The doctor died in June 2020, and the cause of his death was attributed to COVID-19. Claiming to be a beneficiary, the wife applied to the state government for the insurance money, as promised under the scheme.
The state, however, rejected her claim, contending that her husband ran a private practice and that his dispensary was not recognised as a COVID-19 unit. It was also argued that the doctor was never requisitioned by the state government for his services.
Before the HC, the petitioner argued that on 14 March 2020, the Maharashtra government framed COVID-19 regulations, one of which—Regulation 10—empowered the municipal commissioner to requisition the services of any person, if required.
Subsequently, the Centre declared its insurance scheme on 28 March 2020 and, thereafter, within three days, the Navi Mumbai Municipal Corporation Commissioner issued a notice on 31 March, directing the petitioner’s husband and other doctors in the city to keep their establishments open during the lockdown.
In her appeal before the SC, the petitioner argued the commissioner’s directive from 31 March was pursuant to COVID-19 regulations. Though it did not particularly use the word “requisition”, the import of the order had features of requisitioning.
The language and content of the notice were obligatory. Non-compliance would have attracted criminal prosecution, said her appeal against the discriminatory HC order. Her appeal was against the order distinguishing between a government health worker and a private one.
‘Can’t be distinguished’
Similarly situated families later joined the petition.
The Indian Medical Association also filed an intervention in the case, opposing the HC’s opinion. The IMA said health workers who served on the frontlines during the pandemic cannot be segregated into two categories.
What HC did was impermissible—it carved out a separate segment of doctors to deny some of them the insurance cover policy benefits. The IMA termed it as a non-existing difference, resulting in over-classification, which is not permissible under the Constitution.
During the Tuesday hearing, IMA counsel Prabhash Bajaj told the court that the COVID-19 virus does not discriminate between doctors. Health workers in the private and public sectors were basically the same. To create a class among doctors based on their employment would be unfair, he said.
“Society will not forgive us if we do not take care of our doctors,” the bench said Tuesday.

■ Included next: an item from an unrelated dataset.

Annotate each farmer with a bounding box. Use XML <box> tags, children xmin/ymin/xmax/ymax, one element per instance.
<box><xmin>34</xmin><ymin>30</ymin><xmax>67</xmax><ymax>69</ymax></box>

“That the said doctor volunteered to offer his medical services by keeping his clinic or hospital open for patients to consult him must be proved by way of some credible evidence,” Justice Narasimha further observed.
“There must also be proof that the doctor passed away because of being infected with COVID-19. Once these two questions are satisfied, it is not for us to question as to whether the doctor has opened his clinic or offered his services for COVID-19 alone,” he explained.
He also asked Bhatti to provide the relevant data and information about any other insurance schemes, pertaining to health workers.